I'm shocked that Josh Barnett beat Mark Hunt. I thought Mark Hunt would just manhandle Barnett because lately hes been on a roll. Josh Barnett is a good fighter however so that breaks down the shock but I'm still dissapointed since Hunt is one of my favourite. I don't expect Wand to make the finals. It will be a Crocop-Barnett finals, a match I have been waiting for a long time.


----------



## Big_Badi_Rabadi (Jun 26, 2006)

Cro Cop is my choice. . . .


----------



## teampunishment (Jul 10, 2006)

Errr, I guess it's CroCop or Barnett. I like Barnett, he is a cool guy and he reminds me of Mr Incredible, think he can and will end up the winner.


----------



## Confrontation (Jul 11, 2006)

But after seeing Antonio Rodrigo Nogueira is in this event he's definitely taking it. The only person who could beat this guy is and was Fedor, 2 losses to Fedor one draw to Fedor. Antonio has already beaten Crocop easily and could do the same thing to Barnett.


----------



## samurice (Jun 19, 2006)

Nog didn't beat Cro Cop easy at all. CC was kicking his ass through round 1, but Nog got a take down early in round 2 and subbed him. And personally I don't know if Nog could beat a fresh Barnett. Barnett is too strong and his wrestling is too good. I think CC will take this tournament if Barnett fights Nog in the semis and takes him out.


----------



## Confrontation (Jul 11, 2006)

It's either Crocop, Barnett, or Nogueira. I can't believe some people think Wanderlei is going to win :laugh:.


----------



## Kameleon (Apr 20, 2006)

*I want CroCop to win but if something happens to him I would like Barnett to win. I don't think Wanderlei will make it to the finals. *


----------



## Eminem (Jun 4, 2006)

> *POSTED BY JDUN LMAFO!!!*no not nog..no not cro cop..mark hunt is gonna take it...his strikes are excellent..and we all know about his head of iron..with fedor out of the mix i dont see ne one beating him..especially if nog loses to werdum ( which wont happen) but the only fighter thats left that can beat him is nog...but i have a feelin nog is gonna get upset by sum1


HAHAHAHAHHAHAHAHHAHAHAHAHAHHAHAHAHAH wow that was wrong.

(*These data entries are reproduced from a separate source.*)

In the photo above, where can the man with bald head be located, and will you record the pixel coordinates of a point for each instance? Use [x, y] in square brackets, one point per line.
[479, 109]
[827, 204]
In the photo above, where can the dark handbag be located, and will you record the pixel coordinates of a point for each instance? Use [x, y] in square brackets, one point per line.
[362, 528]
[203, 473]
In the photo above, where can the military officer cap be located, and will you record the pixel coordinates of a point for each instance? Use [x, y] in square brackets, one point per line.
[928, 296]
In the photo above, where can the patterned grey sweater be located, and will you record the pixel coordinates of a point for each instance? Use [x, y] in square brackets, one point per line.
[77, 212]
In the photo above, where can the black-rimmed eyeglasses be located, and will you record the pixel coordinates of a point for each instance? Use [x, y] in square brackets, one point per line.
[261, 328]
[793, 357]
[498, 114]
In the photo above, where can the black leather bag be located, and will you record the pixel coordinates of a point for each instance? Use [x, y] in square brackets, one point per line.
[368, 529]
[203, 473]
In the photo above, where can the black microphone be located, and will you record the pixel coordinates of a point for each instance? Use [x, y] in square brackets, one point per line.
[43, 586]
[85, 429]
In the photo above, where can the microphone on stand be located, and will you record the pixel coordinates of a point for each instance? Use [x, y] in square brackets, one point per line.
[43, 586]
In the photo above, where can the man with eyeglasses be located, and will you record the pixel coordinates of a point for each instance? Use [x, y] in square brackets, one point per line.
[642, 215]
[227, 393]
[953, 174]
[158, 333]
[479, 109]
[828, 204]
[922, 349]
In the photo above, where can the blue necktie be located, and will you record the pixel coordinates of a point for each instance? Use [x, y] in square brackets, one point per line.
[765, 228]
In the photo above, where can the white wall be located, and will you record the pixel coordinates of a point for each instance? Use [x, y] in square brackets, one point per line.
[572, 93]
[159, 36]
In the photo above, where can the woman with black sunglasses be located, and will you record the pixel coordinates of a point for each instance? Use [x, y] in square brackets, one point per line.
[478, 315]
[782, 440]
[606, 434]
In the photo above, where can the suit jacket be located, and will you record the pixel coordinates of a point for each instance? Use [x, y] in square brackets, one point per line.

I think Silva has a big chance but i dont know anyone thats left has what it takes to win by decision over him or even worse..


----------



## Confrontation (Jul 11, 2006)

Eminem said:


> HAHAHAHAHHAHAHAHHAHAHAHAHAHHAHAHAHAH wow that was wrong.
> 
> I think Silva has a big chance but i dont know anyone thats left has what it takes to win by decision over him or even worse..


Crocop, Nogueira, Barnett, all of them can or will take out Wanderlei.


----------



## Big_Badi_Rabadi (Jun 26, 2006)

Confrontation said:


> Crocop, Nogueira, Barnett, all of them can or will take out Wanderlei.


I think Cro Cop has the best chance to take out Silva. . . .


----------



## Kameleon (Apr 20, 2006)

*There is an Official stickied thread on this topic.*


----------